Non seulement le matérialisme mécaniste de notre science moderne n’est pas une "nécessité", une fatalité, mais ce modèle épistémologique nouveau qu’est le paradigme du sens d’Agnès Lagache a des racines dans notre culture. Il renoue avec une tradition qui a bel et bien existé mais a été "confisquée" au 19ème siècle par l’Histoire, qui n’a plus retenu, pour des raisons extérieures à la science, que ce qui menait au triomphe du positivisme technocratique. Il s’agit, à travers Descartes, Spinoza... de la tradition philosophique du 17ème siècle (et après lui, du 18ème)qui fut celle d’un inlassable questionnement des rapports de l’esprit et de la matière, de l’âme et du corps, pensa la nature dans son unité et sa diversité, l’être vivant comme individu et connecté aux autres, et peut beaucoup nous apprendre par sa profonde intelligence de la vie, le paradigme ouvert de sa science et cette permanente préoccupation d’un ordre éthique conçu comme nécessairement lié à l’ordre de la connaissance. Il faut, avec Agnès Lagache, relire Descartes, qui n’était pas le "cartésien" qu’on en a fait...

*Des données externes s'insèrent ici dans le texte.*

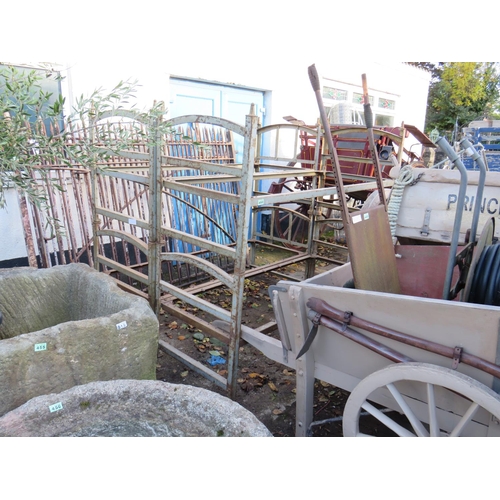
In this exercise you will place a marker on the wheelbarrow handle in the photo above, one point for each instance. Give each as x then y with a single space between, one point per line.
314 77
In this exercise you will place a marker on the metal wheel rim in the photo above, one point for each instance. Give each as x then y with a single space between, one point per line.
479 394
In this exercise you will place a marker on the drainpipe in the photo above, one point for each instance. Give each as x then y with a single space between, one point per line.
469 149
443 144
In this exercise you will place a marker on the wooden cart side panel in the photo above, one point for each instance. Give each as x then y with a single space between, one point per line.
473 327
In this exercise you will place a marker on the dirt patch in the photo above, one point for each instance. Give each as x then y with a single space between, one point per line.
264 387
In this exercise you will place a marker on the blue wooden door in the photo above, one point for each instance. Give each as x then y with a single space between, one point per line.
232 103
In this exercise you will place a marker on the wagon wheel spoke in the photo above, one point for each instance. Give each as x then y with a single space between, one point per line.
457 431
387 421
412 418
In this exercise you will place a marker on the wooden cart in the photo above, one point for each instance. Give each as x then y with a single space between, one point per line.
415 342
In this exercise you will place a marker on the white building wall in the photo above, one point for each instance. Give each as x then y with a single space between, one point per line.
285 82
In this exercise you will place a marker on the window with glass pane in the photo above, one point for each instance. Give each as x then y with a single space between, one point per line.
335 94
386 103
357 98
384 121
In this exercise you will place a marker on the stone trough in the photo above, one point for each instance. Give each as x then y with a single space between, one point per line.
132 408
66 326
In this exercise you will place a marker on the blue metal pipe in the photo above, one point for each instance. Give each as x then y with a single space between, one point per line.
467 145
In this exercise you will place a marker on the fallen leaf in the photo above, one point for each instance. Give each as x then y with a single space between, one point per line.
272 387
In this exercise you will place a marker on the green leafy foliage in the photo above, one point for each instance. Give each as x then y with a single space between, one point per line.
461 92
34 133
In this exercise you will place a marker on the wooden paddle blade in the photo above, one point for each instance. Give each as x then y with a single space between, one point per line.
371 250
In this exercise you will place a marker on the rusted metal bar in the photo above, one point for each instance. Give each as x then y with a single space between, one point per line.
371 140
326 310
359 338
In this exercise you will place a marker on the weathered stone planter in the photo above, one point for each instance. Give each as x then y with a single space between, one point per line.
66 326
132 408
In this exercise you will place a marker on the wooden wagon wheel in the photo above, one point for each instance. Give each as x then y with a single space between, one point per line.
473 403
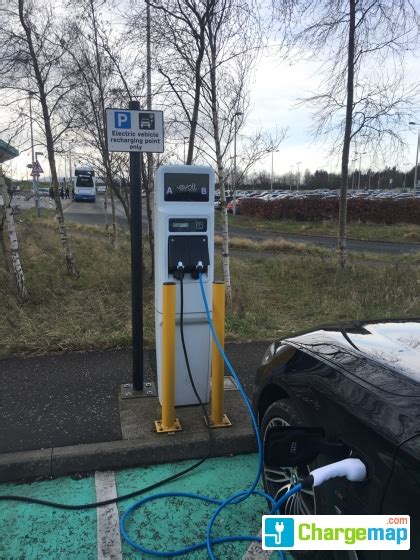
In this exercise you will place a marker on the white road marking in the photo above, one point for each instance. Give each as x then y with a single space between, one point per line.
255 552
108 529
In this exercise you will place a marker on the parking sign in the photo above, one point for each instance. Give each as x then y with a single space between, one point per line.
134 131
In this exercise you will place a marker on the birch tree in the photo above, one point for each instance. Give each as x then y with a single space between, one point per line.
360 45
178 31
29 62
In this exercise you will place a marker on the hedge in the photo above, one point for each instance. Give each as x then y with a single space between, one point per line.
381 211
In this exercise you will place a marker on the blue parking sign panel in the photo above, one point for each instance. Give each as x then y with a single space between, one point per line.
134 131
122 119
278 532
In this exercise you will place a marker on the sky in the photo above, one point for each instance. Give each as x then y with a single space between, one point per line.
275 90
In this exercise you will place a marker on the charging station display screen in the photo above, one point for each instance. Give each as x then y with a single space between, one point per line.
187 224
186 187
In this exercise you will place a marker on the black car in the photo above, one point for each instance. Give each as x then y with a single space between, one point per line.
351 391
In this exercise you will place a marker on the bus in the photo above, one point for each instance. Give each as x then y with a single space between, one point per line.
84 184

Tout notre siècle fait référence à Descartes, que ce soit pour rendre hommage à la rationalité de sa méthode, ou au contraire pour fustiger la supposée étroitesse de son rationalisme. Mais pour Agnès Lagache, on a réécrit l’histoire et reconstruit la philosophie cartésienne. Descartes est bien le père du rationalisme, mais parce qu’il institua les règles d’un usage rationnel de l’esprit et non au sens où nous l’entendons actuellement, ce sens tronqué qui rejette hors des limites du rationnel ce qui n’est pas matériel. Descartes n’était pas "cartésien"... Et sûrement pas mécaniste. C’est à la faveur d’un contresens que nous le rendons responsable de la fracture culturelle, dans laquelle nous vivons, entre le corps et l’âme, qu’en outre nous appelons à tort un dualisme, quand il s’agit de la juxtaposition inerte et sans communication entre eux de deux monismes antagonistes.

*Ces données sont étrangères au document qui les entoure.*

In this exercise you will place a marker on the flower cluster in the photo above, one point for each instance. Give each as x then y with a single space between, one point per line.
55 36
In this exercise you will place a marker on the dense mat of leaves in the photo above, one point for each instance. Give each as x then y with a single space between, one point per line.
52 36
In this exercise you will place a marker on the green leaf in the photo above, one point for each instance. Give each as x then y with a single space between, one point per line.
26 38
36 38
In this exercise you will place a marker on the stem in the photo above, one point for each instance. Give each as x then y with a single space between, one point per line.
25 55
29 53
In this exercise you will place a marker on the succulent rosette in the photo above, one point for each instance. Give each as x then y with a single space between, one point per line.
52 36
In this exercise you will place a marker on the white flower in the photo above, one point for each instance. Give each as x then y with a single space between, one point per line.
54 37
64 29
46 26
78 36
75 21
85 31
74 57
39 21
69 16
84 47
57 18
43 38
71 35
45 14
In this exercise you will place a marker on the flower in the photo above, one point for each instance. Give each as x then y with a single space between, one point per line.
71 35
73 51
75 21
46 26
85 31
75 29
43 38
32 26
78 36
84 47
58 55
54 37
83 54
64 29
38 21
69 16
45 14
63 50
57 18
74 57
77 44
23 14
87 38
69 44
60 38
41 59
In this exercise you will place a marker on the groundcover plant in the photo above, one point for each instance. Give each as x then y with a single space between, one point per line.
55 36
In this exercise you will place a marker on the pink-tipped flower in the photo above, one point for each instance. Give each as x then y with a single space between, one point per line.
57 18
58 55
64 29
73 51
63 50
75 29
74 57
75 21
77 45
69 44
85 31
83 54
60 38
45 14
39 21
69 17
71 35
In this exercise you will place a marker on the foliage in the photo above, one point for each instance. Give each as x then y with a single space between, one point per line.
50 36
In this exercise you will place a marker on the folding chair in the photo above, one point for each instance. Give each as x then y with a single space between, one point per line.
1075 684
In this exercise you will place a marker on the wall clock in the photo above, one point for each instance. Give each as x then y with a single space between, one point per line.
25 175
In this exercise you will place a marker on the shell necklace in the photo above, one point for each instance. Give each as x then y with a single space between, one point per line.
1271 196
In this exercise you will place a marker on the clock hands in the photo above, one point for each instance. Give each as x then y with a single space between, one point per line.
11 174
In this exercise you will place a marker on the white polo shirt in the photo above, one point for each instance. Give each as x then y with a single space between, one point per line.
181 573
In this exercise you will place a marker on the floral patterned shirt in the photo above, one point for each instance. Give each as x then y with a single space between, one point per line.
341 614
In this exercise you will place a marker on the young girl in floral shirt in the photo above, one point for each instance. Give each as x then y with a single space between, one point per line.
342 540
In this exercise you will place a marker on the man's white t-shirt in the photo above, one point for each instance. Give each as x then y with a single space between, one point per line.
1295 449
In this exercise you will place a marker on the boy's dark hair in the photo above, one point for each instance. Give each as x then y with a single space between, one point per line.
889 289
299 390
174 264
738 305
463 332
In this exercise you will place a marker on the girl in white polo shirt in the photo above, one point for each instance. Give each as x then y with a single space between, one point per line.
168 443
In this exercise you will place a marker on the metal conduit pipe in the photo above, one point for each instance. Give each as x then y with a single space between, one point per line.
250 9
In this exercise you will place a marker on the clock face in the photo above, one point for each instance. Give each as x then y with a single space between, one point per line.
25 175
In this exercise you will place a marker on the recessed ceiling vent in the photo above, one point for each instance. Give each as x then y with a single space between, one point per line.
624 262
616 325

Si Descartes a posé le dualisme corps/esprit, c’est pour le faire fonctionner, jamais pour réduire un des deux termes à l’autre. Il n’était pas moniste. La préoccupation de toute sa vie -et de tout le 17ème siècle avec lui- a été de parvenir à éclairer le point de jonction entre les deux substances -l’étendue et la pensante- c’est-à-dire la médiation, cet opérateur essentiel à un vrai dualisme. Quels que soient ses points de départ, la science avait alors pour but d’éclairer la nature dans son entier, esprit et matière, au moyen de la raison. Le 17ème siècle eut l’extraordinaire perspicacité de comprendre que si la Raison est capable de connaître aussi bien la matière que l’esprit, c’est leur point de jonction qui constitue la clef de la connaissance à la fois de l’homme et du monde.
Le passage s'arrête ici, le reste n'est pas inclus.